譬如司夜,其神格为“夜”,既是高阶神格,又属于神职类神格。
诸天神殿有一史官称“千秋吏”,其神格为“竹笔”,中阶神格,也是神职类神格。
风元君的神格乃“快剑”,中阶神格,但由于非神职类神格,其在神穹内地位尚不如千秋吏。
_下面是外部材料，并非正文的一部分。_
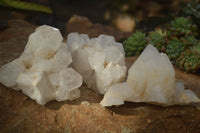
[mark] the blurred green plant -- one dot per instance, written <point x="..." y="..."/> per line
<point x="178" y="40"/>
<point x="25" y="6"/>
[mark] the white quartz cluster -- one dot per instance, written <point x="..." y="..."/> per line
<point x="100" y="61"/>
<point x="150" y="79"/>
<point x="42" y="72"/>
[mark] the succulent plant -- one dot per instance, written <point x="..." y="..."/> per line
<point x="189" y="61"/>
<point x="181" y="26"/>
<point x="157" y="38"/>
<point x="190" y="40"/>
<point x="174" y="48"/>
<point x="192" y="8"/>
<point x="25" y="6"/>
<point x="135" y="44"/>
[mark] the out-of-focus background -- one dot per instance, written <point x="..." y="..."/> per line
<point x="124" y="15"/>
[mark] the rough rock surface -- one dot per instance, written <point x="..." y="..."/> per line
<point x="100" y="61"/>
<point x="20" y="114"/>
<point x="42" y="72"/>
<point x="83" y="25"/>
<point x="150" y="79"/>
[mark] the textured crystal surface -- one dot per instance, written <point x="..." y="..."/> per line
<point x="100" y="61"/>
<point x="42" y="71"/>
<point x="150" y="79"/>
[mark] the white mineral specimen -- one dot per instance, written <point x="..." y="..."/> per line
<point x="100" y="61"/>
<point x="150" y="79"/>
<point x="42" y="72"/>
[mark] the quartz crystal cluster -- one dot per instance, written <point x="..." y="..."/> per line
<point x="150" y="79"/>
<point x="42" y="71"/>
<point x="100" y="61"/>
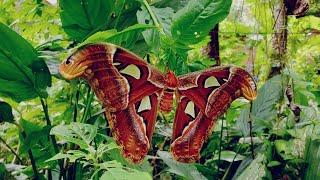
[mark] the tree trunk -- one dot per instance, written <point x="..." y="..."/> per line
<point x="214" y="45"/>
<point x="279" y="41"/>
传说,上古创世神袛,顷的神格,为“时辰”与“造化”。
传说……作为传说里面的当事人,叶棐一直很想告诉那些崇拜顷的小弟们:
顷的神格是一侧白一侧蓝的,也是双神格,蓝的那侧在他手上,叫“晷”,可以丈量时间但绝非完全掌握这一法则。
白色的那一侧叫“钧”,可以称量重量,也并不是“造化”,不能直接创造新事物。
他阴差阳错成为创世神袛只是因为……因为他走了狗屎运,还拥有净世莲火这个bug级宝贝。
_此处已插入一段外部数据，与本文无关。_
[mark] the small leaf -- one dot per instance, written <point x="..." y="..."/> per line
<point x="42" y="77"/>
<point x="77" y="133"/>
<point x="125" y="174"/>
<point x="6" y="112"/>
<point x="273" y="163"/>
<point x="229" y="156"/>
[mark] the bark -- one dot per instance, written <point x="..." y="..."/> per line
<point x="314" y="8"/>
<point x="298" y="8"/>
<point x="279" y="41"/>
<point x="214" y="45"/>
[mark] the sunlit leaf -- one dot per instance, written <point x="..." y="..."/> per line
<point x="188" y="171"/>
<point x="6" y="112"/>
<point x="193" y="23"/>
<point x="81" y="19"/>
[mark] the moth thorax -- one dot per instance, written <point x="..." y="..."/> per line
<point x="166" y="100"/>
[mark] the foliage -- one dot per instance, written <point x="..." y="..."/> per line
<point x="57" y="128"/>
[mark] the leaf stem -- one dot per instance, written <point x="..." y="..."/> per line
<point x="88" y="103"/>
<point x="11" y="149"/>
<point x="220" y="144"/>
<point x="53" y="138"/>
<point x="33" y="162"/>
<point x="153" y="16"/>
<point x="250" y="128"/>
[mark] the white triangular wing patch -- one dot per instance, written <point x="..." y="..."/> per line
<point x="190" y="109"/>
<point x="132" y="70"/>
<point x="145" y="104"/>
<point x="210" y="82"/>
具体来说,就是,叶棐来之前那个叶棐,作死干掉了世界,然后黎顷把世界复原了……
其实就那么简单……
哪怕追随他已久的南川,都对百万年前的事,一知半解,更别提神穹内其他人。
叶棐也不可能告诉他们,在剧情没走到那一步之前,将传说里干的坏事,原原本本告诉别人,不是等着他们提前造反推翻他吗?
造反可以,造反的头头不对,那就崩了呀。
造化、时辰等法则,通通还在天道手中,自天地第一遭初开,从未为造物染指。
且说回黎钧。
神格化形,少之又少。
除了他与孟沧,整本书也没别人了。
故记录这种状况的典籍,也基本处于等待别人开荒的节点。
黎钧的本体,是黎顷一半的神格,即法则“钧”。
天生大梦剑,怕天下不稳,不许大梦剑化形,绝其生出灵智的机缘。
大梦剑内也藏有一道法则,乃“衡”。
钧衡之略,可负舟航。
从古至今,自“钧”诞生意识那一日,便注定与“衡”相生相长。
故大梦剑义无反顾、毫无犹豫地,择黎钧为主。
这都是原作者在书里设定的。
然而他也需要解释一个问题。
“钧”是所有高阶非神职神格中,可以排前三的一个极品神格。(“晷”若单独出现在某神袛身上,后者即为司辰元君,与司夜相仿。)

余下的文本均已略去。